Will ne répondit pas et se borna à faire glisser son doigt autour du rebord de sa tasse. Puis il leva les yeux et m’observa quelques secondes.
« Et toi, que cherches-tu ? demanda-t-il.
— Je ne comprends pas.
— À quoi veux-tu aboutir ? À réconforter les gens, à rendre les policiers civilisés et intelligents ? Ou comptes-tu attraper cet assassin toute seule ?
— Je suis une conseillère, c’est tout, dis-je, mal à l’aise.

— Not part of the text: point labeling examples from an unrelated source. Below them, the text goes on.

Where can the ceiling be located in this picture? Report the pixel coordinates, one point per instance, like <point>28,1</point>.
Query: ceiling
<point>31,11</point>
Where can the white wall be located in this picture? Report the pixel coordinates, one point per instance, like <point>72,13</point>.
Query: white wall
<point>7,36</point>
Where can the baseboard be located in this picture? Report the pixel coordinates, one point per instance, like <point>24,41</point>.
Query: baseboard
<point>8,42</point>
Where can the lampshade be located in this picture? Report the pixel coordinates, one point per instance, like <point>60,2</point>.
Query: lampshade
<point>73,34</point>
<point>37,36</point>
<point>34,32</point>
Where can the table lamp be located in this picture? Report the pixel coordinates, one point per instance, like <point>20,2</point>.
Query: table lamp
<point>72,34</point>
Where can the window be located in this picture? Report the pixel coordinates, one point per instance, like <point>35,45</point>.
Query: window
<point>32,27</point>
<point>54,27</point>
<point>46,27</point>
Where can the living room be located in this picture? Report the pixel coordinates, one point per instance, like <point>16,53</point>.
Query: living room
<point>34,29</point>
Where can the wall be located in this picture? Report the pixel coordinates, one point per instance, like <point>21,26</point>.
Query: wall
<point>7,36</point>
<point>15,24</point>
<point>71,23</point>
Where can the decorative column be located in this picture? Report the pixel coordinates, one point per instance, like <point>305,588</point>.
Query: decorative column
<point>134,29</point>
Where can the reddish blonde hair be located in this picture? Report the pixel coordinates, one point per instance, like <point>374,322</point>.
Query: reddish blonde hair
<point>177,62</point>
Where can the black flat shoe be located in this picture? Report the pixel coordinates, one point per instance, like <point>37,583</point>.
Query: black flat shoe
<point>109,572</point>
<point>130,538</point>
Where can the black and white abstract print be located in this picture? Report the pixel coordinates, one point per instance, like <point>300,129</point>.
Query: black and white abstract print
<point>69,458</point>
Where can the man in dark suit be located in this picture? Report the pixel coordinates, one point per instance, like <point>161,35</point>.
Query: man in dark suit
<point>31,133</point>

— Ce n’est pas moi que tu dois convaincre. Qu’est-ce que je sais de cette affaire ? Tout ce que je vois jusqu’ici, c’est qu’il y a un type en voiture – ou plusieurs – qui s’attaque à des femmes. Un type extrêmement dangereux, qu’il faut arrêter au plus vite. Tout cela est clair. Ce que je ne comprends pas, c’est ce que tu fais dans cette histoire. Ou pourquoi tu le fais. Pourquoi tu t’investis à ce point. Je ne comprends pas ce que tu cherches. » Avec son index, il suivit doucement le tracé de ma cicatrice sur ma joue, et je frissonnai. « Tu t’es déjà fait agresser une fois. Ça ne te suffit pas ? »

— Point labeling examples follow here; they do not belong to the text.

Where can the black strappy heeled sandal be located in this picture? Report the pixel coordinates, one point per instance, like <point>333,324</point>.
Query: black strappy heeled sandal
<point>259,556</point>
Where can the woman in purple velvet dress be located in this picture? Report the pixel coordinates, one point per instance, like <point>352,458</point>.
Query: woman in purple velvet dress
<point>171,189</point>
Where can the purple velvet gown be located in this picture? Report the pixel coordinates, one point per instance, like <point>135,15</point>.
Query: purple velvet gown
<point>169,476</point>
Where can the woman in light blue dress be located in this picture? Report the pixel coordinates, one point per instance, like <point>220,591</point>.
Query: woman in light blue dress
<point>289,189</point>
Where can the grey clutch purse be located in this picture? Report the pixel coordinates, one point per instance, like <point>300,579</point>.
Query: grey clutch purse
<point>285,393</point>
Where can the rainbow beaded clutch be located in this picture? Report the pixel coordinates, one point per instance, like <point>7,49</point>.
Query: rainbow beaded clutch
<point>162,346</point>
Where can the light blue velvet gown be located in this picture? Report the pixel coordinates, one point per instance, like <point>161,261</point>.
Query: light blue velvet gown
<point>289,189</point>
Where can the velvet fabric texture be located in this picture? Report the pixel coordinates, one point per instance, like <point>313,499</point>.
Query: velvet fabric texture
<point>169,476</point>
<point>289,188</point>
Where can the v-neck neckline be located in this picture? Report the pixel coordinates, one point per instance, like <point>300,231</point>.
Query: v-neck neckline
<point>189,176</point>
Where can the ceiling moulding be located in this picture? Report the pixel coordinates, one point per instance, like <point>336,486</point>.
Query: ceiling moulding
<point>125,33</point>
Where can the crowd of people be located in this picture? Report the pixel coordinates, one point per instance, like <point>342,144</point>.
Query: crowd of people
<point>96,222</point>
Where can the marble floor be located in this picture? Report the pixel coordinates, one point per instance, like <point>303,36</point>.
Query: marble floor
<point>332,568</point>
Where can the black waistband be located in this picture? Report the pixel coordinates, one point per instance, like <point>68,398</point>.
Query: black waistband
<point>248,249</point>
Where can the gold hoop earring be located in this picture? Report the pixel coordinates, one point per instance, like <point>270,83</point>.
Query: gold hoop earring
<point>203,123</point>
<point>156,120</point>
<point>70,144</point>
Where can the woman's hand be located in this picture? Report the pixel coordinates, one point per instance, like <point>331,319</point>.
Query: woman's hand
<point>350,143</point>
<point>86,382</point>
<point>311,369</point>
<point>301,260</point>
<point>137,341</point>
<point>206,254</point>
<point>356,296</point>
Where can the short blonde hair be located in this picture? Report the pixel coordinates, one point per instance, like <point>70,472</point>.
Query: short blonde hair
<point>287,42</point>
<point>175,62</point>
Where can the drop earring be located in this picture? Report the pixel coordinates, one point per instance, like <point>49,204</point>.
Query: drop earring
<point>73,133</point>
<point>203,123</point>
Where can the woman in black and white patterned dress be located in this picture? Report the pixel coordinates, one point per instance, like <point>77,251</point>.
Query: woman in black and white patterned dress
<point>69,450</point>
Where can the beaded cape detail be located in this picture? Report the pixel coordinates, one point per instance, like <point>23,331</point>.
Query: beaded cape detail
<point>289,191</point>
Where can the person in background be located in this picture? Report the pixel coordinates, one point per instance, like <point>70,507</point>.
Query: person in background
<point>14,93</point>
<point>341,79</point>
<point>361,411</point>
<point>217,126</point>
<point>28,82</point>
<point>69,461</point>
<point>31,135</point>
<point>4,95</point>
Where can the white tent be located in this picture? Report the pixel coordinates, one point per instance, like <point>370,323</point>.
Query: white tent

Je pris sa main dans la mienne.
« Cesse de parler ainsi, lui dis-je. Il faudrait que je te présente à quelques-uns de mes bons copains du commissariat. Apparemment, vous êtes tous du même avis à mon sujet. Il n’empêche que j’ai bien l’intention de finir tout ce boulot inutile.
— Je n’ai pas dit qu’il était inutile. J’ai dit que je ne le comprenais pas. »
Je me penchai par-dessus la table et l’embrassai.
« Le problème, dis-je, c’est que quoi qu’on fasse, on ne comprend vraiment ses motivations qu’à la fin. C’est seulement quand il est trop tard pour revenir en arrière qu’on sait enfin si ça en valait la peine. À bientôt.
— À ce soir ?
— À condition que ça te fasse vraiment plaisir.
— Veux-tu que je mette un genou en terre ? »
Je promenai mon regard sur le café et sa clientèle.
« Pas ici, dis-je. Regarde, me voilà devant toi, pleine d’espoir, comme tu l’as dit toi-même, et je te dis que j’ai le désir de te revoir, ce soir, chez toi. Mais ton désir à toi ?
— Oui, répondit-il, d’une voix si basse qu’elle était presque un murmure. Oui. »
Nous nous regardâmes longuement.
Quand je partis, il était toujours assis à sa place, avec son assiette graisseuse, son thé refroidi et son visage sévère. Ce soir, il serait de nouveau dans mes bras.